The circuit is built around the CD4553 3-digit BCD (binary coded decimal) Counter which provides the necessary functionality to count and store input pulses and enable display control of the count. The CD4553 works in conjunction with the CD4511 BCD-to-7 Segement LED driver. The CD4511 provides the functions of a 4-bit storage latch, an BCD-to-seven
segment decoder, and an output drive capability. Three individual common-cathode 7-segment LED displays are used for the output display. Switch debouncing is provided by NAND Schmitt triggers (CD4093 provides four NAND gates of which two are used).
7-Segment LED Display's
A single 7-segment LED display consists of seven LED's (each shaped as a short bar) arranged in a rectanglar fashion, which when illuminated together in certain patterns, form the digits from 'zero' to 'nine' (i.e a single digit of a 'number'). There is an eighth LED to give the decimal point if necessary (not used in this application).
Each of the 7-segment LED displays have a common-cathode in the version used in this particular circuit. The following diagram (from the datasheet of the particular LED displays used) shows how the various segments (labelled 'a' to 'g') on the LED display are arranged and connected to the various pins. For example, to form the digit representing '7' segments 'a', 'b' and 'c' would need to be illuminated simultaneously (ie, pins 10, 9 and 8).
The CD4553 and CD4511 provide the necessary functionality that enables an input digit (in the form of binary coded decimal format) to be translated into the necessay segments being illuminated on a connected 7-segment LED display.
BCD to 7-Segment Driver (CD4511)
The CD4511 converts an input 'number' (binary coded decimal in the range 0 to 9) to the correct 'segments' that need to be illuminated on a 7-segment LED display that represent the number as a 'digit' on the display.

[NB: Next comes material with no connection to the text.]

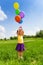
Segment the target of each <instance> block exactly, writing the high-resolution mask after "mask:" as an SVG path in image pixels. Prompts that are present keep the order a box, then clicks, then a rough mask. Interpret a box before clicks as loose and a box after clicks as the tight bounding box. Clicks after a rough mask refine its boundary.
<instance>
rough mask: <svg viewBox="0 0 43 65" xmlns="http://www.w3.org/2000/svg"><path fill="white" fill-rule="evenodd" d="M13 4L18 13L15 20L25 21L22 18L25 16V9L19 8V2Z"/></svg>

The truth table given in the CD4511 datasheet demonstrates how this is done. For example, for an input number '7', which in BCD is 1110, i.e. 22 + 2 1 + 20 which equals 4+2+1=7, and corresponds to inputs C, B and A being '1' in the truth table or equivalently pins 1, 2 and 7 being 'high' (~5V).
Note that the CD4511 also has inputs for Lamp test (LT), blanking (BI), and latch enable (LE) inputs are used to test the display, to turn-off or pulse modulate the brightness of the display, and to store a BCD code, respectively.
The CD4553 provides the necessary circuity to convert a 'number' into BCD format necessary for connection to the CD4511 (as well as event/pulse counting functionality).
3-Digit BCD Counter (CD4553)
The CD4553 consists of three BCD counters that are cascaded synchronously with a latch to store the result. This means a value in the range of 0 to 999 can be counted and stored (on overflow returns to 0). The signal lines Q0 to Q3 (pins 5 through 9) output a BCD value that represents each digit. Since three digits are required to respresent the full possible range of values, the output lines DS1 to DS3 (pins 1, 2 and 15) enable multiplexing of the BCD signal output lines to output one BCD digit at a time.
The frequency of the multiplexed output is given by the capacitor connected across pins 3 and 4 (which with 1nF is approximately ~1kHz). The output lines DS1 to DS3 are therefore rapidly switched in sequence, which in turn connects the cathode of each 7-segment LED display via a BC557 transistor. This then enables each 7-segment LED display to be enabled at the correct time to display the correct digit.
The momentary push-button switches used on the clock and reset lines are 'noisy' and will cause multiple 'counts' if not debounced. There are numerous ways to provide 'debouncing' for switches (an appropriately valued resistor + capacitor can perhaps be sufficient), but in this case the '100%' effective option of using NAND gates (from CD4093) was taken.